One way of improving work/life balance without recourse to the law is through collective agreements. This has proved popular in the Netherlands where, despite reasonable generous statutory provisions, unions have negotiated top-ups. For instance at ABN-Amro parental leave is payed at 50% of salary and care leave at 85% where the state scheme is unpaid and at 70% respectively. Under the agreement covering the retail flowers sector 100% of salary is payed during care leave. Even in the UK Peugeot has signed a deal that includes 26 weeks maternity leave at 90% of earnings and a child care voucher system. It may be that such deals together with a change in attitudes to gender rôles will be needed before the intentions of the law makers reach the home and the workplace.

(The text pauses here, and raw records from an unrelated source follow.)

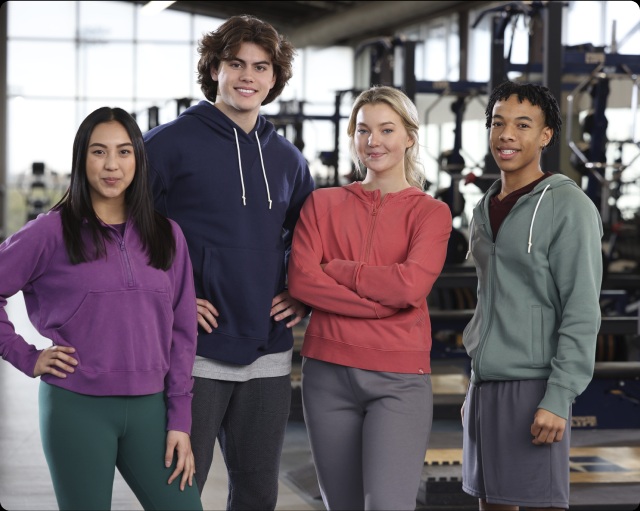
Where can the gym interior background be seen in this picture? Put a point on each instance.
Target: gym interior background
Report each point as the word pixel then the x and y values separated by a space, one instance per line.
pixel 61 60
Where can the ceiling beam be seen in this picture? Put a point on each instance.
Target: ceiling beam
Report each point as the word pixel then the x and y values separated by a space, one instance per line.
pixel 363 20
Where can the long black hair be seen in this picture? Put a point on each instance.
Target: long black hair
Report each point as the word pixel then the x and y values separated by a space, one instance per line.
pixel 77 211
pixel 537 95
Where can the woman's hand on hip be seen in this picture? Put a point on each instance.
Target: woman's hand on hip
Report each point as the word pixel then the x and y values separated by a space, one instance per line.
pixel 180 443
pixel 55 360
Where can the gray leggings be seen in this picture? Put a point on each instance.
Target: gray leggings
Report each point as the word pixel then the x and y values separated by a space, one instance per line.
pixel 368 432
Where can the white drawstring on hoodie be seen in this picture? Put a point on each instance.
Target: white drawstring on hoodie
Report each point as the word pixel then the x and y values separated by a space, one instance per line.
pixel 264 172
pixel 533 218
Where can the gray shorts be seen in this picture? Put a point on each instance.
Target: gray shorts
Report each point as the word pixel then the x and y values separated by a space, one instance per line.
pixel 500 464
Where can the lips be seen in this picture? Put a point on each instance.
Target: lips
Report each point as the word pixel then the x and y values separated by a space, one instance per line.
pixel 507 154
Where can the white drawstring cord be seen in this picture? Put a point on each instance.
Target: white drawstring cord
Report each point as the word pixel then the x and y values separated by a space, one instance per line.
pixel 244 199
pixel 534 217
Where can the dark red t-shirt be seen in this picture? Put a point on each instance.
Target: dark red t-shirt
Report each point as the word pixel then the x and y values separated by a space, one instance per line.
pixel 499 209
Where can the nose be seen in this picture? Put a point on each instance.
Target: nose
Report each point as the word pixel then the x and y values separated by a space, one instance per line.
pixel 111 161
pixel 247 75
pixel 507 133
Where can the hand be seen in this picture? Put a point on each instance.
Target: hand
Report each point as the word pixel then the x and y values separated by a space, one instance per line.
pixel 547 427
pixel 55 357
pixel 283 306
pixel 179 442
pixel 207 315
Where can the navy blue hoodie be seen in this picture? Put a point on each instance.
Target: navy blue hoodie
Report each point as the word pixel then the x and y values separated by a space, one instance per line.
pixel 237 198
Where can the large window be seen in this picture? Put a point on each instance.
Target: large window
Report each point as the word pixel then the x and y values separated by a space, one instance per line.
pixel 67 58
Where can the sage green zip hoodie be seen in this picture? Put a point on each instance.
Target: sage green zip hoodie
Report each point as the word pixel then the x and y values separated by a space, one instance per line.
pixel 538 311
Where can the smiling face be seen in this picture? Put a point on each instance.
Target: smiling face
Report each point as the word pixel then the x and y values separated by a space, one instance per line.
pixel 111 166
pixel 518 134
pixel 243 84
pixel 380 140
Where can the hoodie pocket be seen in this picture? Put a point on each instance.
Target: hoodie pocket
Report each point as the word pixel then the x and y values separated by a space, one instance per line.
pixel 241 284
pixel 120 331
pixel 537 342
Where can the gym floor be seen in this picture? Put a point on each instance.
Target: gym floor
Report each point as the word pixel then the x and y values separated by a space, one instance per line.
pixel 605 463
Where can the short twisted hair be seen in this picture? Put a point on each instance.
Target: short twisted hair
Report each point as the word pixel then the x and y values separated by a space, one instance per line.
pixel 537 95
pixel 224 43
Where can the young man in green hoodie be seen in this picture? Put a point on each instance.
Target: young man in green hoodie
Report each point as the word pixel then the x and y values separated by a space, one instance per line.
pixel 535 238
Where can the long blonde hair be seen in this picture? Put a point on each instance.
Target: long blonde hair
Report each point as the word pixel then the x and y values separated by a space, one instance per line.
pixel 404 107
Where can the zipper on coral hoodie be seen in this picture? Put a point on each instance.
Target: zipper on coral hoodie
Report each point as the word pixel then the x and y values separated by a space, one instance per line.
pixel 374 214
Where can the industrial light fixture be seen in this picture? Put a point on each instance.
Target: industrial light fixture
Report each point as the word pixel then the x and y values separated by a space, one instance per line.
pixel 155 7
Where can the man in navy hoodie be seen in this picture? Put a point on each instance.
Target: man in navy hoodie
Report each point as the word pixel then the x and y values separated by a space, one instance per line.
pixel 236 187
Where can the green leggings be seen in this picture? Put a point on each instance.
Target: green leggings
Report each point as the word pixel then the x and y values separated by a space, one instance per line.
pixel 85 437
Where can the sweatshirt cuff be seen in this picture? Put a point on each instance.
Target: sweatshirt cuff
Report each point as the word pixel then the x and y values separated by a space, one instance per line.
pixel 343 272
pixel 557 400
pixel 23 356
pixel 179 414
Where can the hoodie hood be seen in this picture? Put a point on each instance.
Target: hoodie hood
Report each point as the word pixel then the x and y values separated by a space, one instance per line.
pixel 225 128
pixel 374 196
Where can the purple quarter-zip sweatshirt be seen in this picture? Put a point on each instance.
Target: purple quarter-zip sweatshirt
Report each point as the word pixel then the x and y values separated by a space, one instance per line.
pixel 134 327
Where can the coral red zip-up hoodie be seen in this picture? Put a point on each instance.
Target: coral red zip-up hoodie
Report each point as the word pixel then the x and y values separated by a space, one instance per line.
pixel 366 264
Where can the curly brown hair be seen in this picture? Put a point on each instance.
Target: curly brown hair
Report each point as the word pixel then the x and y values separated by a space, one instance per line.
pixel 224 43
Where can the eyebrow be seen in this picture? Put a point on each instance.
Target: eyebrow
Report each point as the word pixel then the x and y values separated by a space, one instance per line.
pixel 521 118
pixel 260 62
pixel 100 144
pixel 381 124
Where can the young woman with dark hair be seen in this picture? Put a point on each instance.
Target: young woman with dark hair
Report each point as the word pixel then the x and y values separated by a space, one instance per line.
pixel 109 281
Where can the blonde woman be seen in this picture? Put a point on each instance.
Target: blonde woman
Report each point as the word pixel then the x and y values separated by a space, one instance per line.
pixel 365 257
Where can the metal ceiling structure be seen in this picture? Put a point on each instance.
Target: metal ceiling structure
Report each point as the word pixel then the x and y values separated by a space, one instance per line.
pixel 329 23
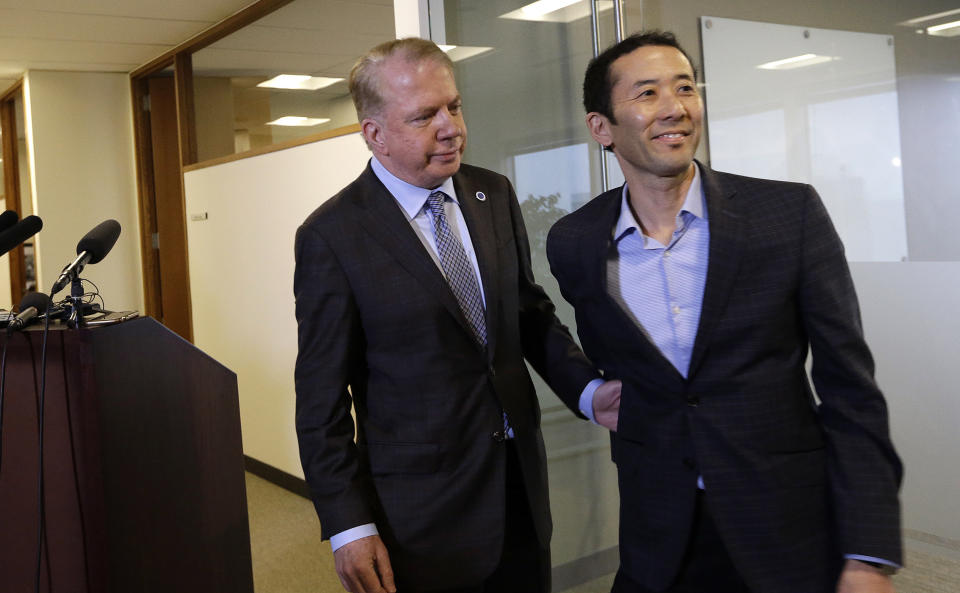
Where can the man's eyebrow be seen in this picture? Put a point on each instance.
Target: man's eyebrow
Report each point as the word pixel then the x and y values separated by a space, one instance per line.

This feature is largely based on articles in Thompsons Labour and European Law Review, IDS Employment Europe, and EIRO Observer

Recent rulings from the European Court of Justice

Pregnant staff can keep it to themselves

A case from Germany has underlined the right of a female employee to privacy with respect to pregnancy. Wiebke Busch worked as a clinic nurse and, after the birth of her first child in June 2000, obtained the consent of her employer to take 3 years of parental leave. In April 2001 she was allowed to return to work, ending her parental leave period early. After one day she informed the clinic that she was seven months pregnant, maternity leave being due to start in the following month. The employer rescinded consent to Ms. Busch returning to work on the grounds that she had deliberately withheld the fact that she was pregnant in order to receive the higher maternity allowance rather than the lower parental leave one. They also stated that she could not, by law, perform certain tasks if pregnant. The court found that all discrimination relating to pregnancy is unlawful and, therefore, an employee is not obliged to disclose it whatever the financial or health and safety consequences for the employer.

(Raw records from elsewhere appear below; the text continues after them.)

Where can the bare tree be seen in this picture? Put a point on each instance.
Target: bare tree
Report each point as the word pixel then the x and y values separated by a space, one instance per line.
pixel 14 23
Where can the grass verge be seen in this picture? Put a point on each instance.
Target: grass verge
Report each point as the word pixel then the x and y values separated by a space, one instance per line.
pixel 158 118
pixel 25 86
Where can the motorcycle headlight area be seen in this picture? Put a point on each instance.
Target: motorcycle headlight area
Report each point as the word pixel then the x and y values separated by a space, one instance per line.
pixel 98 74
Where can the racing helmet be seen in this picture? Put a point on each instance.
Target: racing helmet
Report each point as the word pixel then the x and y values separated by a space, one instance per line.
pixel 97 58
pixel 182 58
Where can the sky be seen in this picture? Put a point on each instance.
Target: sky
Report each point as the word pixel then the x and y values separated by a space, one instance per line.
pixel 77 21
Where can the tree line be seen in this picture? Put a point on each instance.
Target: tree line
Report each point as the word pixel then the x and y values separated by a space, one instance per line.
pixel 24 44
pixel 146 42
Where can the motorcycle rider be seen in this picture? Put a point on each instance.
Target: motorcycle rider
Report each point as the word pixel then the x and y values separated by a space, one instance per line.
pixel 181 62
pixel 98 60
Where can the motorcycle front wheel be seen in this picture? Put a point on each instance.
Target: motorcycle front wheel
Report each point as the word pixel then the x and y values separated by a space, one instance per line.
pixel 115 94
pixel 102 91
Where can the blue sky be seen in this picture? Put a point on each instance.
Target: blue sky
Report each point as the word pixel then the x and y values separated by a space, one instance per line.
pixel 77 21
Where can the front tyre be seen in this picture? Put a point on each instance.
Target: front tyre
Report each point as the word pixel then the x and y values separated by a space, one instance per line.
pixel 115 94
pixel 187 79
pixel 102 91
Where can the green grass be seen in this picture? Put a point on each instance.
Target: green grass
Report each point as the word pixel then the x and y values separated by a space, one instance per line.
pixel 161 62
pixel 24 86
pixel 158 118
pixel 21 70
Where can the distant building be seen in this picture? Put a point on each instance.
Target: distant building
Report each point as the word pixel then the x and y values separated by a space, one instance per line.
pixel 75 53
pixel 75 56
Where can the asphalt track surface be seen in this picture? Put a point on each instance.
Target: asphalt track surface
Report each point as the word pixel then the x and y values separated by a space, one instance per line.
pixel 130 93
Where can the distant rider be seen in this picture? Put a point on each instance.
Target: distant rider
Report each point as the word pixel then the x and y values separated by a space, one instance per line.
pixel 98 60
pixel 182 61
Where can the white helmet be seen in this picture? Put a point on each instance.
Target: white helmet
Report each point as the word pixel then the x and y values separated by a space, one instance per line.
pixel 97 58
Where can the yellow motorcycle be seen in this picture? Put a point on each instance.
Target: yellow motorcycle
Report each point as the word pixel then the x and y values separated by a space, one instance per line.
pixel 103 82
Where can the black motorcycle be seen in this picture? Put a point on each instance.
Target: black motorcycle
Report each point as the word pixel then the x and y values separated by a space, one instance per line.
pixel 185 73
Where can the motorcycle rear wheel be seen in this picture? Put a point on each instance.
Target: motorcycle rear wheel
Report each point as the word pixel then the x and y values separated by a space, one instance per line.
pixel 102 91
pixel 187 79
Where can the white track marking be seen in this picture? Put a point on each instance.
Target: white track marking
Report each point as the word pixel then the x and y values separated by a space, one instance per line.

'Single source' problem again blocks equal pay

Following the case of the North Yorkshire female catering staff (issue 21) a claim for equal pay has again been dismissed by the ECJ because of contracting out. In the latest case part time lecturers employed by a college in Lancashire were sacked and re-employed through an agency as sub-contractors. They lost both pay and the right to belong to the college's pension scheme under the new arrangement. A Ms. Allonby brought an action seeking the right to claim equal pay with an equivalent male lecturer at the college and stating that, because more women than men were in her position, the loss of pension also amounted to discrimination.

The advocate general's opinion was that as Ms. Allonby was payed by the agency and not the college there was no 'single source' responsible for the pay discrepancy which could be held to account for it. On the pension question he held that while no comparison could be made to direct employees of the college, it was up to the national courts to decide if the scheme discriminated in general.

Spanish court says parents can reduce hours

In an echo of the recently introduced flexible working arrangements in the UK Employment Act a mother in Zaragoza in Spain asked her employer to halve her hours from 40 a week to 10 a.m. to 2 p.m. each day. The company, Makro, refused the request and offered another, unsuitable, timetable. The Spanish court ruled that national law gave employees the right to reduce hours to care for children under 6.